Claims relating to nuclear exposure and fallout are “ongoing” between the U.S. and the Marshall Islands, as health impacts and aftereffects linger on.
The Marshalls and Modernity
In the Marshalls, it has generally been difficult to ensure access to fresh water. When I was in the Marshalls in the 1970s and ’80s, the ‘water hours’ were one hour in late morning and one hour in late afternoon. (Still, water containers were frequently dry within the time slots.) But this has changed, mercifully, with new approaches and technologies: rainwater is collected and treated, “skim wells” supplement this supply, and – more expensively – sea water can be evaporated to remove the salt.
On another front, the Marshalls are experimenting with coconut oil as an alternative to diesel fuel for vehicles, power generators, and ships.
The Marshall Islands have also participated in One Young World, a global youth leadership summit focused on social impact.
The Islanders are busy and productive.
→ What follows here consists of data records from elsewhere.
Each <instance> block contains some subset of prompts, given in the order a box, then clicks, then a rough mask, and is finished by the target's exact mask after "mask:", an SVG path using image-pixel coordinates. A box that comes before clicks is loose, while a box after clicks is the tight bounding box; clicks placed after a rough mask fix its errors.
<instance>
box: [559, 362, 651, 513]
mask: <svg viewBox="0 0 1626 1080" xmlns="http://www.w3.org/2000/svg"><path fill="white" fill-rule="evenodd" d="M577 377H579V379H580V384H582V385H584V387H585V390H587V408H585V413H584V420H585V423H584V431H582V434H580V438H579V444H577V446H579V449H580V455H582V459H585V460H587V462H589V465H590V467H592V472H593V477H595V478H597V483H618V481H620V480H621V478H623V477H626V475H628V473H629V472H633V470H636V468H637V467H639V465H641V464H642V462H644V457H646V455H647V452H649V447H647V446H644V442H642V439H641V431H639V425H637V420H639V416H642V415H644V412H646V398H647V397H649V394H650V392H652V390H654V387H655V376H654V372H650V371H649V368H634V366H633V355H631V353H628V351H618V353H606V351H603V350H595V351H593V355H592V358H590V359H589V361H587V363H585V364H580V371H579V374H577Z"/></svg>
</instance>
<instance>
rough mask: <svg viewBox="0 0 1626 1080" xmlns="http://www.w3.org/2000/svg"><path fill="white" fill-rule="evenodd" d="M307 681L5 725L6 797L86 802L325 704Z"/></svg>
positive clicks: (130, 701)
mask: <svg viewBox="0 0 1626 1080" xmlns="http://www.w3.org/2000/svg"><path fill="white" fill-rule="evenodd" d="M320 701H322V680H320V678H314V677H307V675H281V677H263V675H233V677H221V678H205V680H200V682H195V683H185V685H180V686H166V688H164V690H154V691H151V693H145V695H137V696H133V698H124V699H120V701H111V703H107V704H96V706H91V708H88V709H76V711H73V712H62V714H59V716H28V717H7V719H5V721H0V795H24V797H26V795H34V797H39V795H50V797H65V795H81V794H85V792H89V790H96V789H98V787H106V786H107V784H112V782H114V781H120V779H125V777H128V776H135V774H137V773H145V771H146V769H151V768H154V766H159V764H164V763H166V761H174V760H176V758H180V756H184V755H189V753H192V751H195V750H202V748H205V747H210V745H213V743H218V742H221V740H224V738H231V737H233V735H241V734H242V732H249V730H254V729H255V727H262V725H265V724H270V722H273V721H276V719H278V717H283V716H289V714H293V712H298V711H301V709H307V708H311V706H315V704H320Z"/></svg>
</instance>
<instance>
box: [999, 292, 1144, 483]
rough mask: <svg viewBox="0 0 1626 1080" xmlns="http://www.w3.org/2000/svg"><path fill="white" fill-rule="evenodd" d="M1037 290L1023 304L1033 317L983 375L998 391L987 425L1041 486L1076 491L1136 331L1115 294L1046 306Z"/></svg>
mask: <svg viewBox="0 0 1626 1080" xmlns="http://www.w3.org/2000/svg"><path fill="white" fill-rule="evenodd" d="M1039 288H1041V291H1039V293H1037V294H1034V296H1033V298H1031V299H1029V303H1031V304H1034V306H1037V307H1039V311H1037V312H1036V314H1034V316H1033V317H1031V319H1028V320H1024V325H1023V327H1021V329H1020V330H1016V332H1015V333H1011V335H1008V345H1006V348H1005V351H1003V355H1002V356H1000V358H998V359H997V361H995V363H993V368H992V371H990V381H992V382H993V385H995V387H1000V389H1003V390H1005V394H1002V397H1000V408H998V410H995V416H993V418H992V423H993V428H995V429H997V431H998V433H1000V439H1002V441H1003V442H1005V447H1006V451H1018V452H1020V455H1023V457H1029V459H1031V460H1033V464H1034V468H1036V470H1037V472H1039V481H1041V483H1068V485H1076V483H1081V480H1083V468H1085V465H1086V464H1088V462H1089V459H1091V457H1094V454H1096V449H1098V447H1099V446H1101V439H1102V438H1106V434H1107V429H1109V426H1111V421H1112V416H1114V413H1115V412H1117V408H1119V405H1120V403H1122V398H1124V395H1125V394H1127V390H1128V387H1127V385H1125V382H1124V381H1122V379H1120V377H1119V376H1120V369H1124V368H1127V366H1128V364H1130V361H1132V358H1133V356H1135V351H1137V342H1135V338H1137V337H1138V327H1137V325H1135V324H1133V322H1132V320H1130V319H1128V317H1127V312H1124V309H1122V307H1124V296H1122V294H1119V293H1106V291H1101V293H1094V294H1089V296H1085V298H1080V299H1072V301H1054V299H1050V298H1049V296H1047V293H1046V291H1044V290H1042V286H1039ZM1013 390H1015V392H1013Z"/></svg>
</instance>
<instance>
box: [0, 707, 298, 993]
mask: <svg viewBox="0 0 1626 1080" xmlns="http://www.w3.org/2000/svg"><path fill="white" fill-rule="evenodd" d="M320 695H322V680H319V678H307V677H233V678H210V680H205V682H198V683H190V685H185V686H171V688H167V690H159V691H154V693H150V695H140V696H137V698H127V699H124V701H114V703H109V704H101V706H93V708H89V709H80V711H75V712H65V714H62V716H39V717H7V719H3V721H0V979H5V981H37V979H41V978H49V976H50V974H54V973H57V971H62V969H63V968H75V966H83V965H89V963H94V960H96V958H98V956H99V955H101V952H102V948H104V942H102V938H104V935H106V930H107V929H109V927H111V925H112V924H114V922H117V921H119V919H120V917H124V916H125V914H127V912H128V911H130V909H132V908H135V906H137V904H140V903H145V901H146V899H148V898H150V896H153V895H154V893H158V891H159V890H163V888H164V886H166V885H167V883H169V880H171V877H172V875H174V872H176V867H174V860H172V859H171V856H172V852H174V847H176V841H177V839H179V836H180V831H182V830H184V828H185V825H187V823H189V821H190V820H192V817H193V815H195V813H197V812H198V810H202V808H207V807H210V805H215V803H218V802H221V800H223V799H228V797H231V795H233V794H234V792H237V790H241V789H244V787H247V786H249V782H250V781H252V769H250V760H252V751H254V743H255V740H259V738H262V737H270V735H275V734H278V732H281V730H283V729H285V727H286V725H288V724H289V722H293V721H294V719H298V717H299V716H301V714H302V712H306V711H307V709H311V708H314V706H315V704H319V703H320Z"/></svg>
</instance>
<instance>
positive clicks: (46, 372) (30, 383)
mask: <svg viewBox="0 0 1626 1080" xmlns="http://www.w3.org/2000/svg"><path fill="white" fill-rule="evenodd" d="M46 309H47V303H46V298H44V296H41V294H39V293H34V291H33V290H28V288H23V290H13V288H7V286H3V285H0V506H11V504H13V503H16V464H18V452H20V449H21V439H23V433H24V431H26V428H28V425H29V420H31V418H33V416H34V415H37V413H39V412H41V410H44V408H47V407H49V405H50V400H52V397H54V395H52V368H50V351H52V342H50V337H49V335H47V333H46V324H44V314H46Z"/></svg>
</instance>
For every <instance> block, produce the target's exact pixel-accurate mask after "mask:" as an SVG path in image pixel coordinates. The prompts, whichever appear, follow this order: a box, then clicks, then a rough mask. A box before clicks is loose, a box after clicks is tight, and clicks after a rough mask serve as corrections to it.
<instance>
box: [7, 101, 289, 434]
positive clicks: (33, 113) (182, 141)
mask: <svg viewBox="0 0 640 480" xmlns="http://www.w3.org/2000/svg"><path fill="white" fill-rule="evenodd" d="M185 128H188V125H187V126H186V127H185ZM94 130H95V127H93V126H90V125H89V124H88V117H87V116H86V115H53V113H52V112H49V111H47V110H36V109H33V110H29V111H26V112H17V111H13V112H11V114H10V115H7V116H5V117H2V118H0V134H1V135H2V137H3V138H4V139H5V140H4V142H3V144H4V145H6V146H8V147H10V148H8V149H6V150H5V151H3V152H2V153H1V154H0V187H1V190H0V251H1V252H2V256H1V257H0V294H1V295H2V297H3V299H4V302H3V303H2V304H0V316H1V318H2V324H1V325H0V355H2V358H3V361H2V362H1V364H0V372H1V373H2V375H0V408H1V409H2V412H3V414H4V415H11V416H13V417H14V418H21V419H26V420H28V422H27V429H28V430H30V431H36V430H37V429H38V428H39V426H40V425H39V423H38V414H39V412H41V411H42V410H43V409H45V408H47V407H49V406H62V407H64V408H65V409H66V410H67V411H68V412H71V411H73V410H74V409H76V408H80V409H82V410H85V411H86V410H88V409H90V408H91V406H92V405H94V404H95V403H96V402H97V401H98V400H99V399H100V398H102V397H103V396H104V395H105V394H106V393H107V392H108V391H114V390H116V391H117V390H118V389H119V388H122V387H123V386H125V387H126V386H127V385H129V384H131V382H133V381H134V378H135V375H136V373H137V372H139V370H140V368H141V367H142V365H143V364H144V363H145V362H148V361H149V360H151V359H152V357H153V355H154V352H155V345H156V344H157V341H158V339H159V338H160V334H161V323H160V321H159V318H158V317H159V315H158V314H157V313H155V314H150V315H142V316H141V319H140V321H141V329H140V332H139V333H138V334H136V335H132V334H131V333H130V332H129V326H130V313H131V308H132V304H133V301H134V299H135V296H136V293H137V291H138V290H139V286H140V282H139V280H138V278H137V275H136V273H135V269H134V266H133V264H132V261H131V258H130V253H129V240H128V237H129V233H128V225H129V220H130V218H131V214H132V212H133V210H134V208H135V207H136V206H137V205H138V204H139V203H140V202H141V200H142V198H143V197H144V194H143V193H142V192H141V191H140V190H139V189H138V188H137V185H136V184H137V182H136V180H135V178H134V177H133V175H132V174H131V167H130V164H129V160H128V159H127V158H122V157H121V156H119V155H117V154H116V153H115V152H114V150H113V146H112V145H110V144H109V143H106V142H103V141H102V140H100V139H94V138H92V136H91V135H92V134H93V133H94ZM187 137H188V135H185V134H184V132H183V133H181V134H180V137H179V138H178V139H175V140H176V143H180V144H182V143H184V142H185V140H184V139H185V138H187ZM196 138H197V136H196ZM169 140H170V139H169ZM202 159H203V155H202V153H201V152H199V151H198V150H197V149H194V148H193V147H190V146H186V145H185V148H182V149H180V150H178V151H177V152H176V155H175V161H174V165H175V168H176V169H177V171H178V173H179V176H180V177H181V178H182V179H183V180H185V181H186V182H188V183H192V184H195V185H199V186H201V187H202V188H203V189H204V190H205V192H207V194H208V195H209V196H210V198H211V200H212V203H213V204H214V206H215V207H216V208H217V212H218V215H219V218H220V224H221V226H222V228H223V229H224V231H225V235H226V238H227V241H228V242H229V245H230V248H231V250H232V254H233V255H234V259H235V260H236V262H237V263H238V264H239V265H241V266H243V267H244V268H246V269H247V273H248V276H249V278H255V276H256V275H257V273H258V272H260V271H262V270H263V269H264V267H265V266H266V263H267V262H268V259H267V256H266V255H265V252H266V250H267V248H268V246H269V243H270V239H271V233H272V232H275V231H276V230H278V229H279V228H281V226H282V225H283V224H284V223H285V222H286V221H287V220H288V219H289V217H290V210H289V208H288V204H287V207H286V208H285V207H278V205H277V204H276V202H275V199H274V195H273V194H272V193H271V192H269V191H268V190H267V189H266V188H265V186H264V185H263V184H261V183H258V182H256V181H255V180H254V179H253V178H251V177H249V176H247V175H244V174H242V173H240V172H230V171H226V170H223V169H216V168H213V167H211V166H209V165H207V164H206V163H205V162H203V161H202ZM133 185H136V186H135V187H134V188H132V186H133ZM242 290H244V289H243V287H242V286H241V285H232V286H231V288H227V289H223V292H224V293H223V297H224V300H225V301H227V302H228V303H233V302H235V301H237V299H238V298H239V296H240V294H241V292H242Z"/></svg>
There’s only one catch …
Reality Bites
Describing the cultural skills of the locals as “legendary,” National Geographic offered a gloomy outlook:
For thousands of years, the Marshallese have embraced their watery environment, building a culture on more than 1,200 islands scattered across 750,000 square miles of ocean.
But powerful tropical cyclones, damaged reefs and fisheries, worsening droughts, and sea-level rise threaten the coral reef atolls of this large ocean state, forcing the Marshallese to navigate a new reality.
In a moment of reckoning, Marshall Islanders face a stark choice: relocate or elevate. […] With 600 billion tons of melting ice flowing into oceans that are absorbing heat twice as fast as 18 years ago, the Marshallese will need to move fast.[2]
The islanders are well aware of the need to act expeditiously. Marshall Islands President Hilda Heine told National Geographic that the community has put its focus “on climate change mitigation” but adds that there is “a need for a greater emphasis on adaptation, including the consideration of building higher ground.”
And the next stage?
Looking back 40+ years, I see that few things have changed, except for most everything. The potential loss of Majuro island poses immediate challenges for almost 30,000 residents – and in all likelihood the difficulties are only going to increase over time. Meanwhile, the Marshall Islands residents are working to improve water and food security, climate-proof local infrastructure, and fortify their shorelines “to keep our heads above water.”
I feel certain we could all learn a lot from the Marshallese, not just in terms of their appreciation for the beauty of the region’s islands and atolls, which they are doing their best to safeguard, but also with regard to their proactive, energetic stance in tackling – mitigating and surviving – the effects of climate change.
Sources and Further Reading
1. National Geographic: “Rising Seas Give Island Nation A Stark Choice: Relocate Or Elevate,” by Jon Letman (November, 2018)
2. Iraq: Silent Death, ed. Christian P. Scherrer (Penerbit USM, 2010).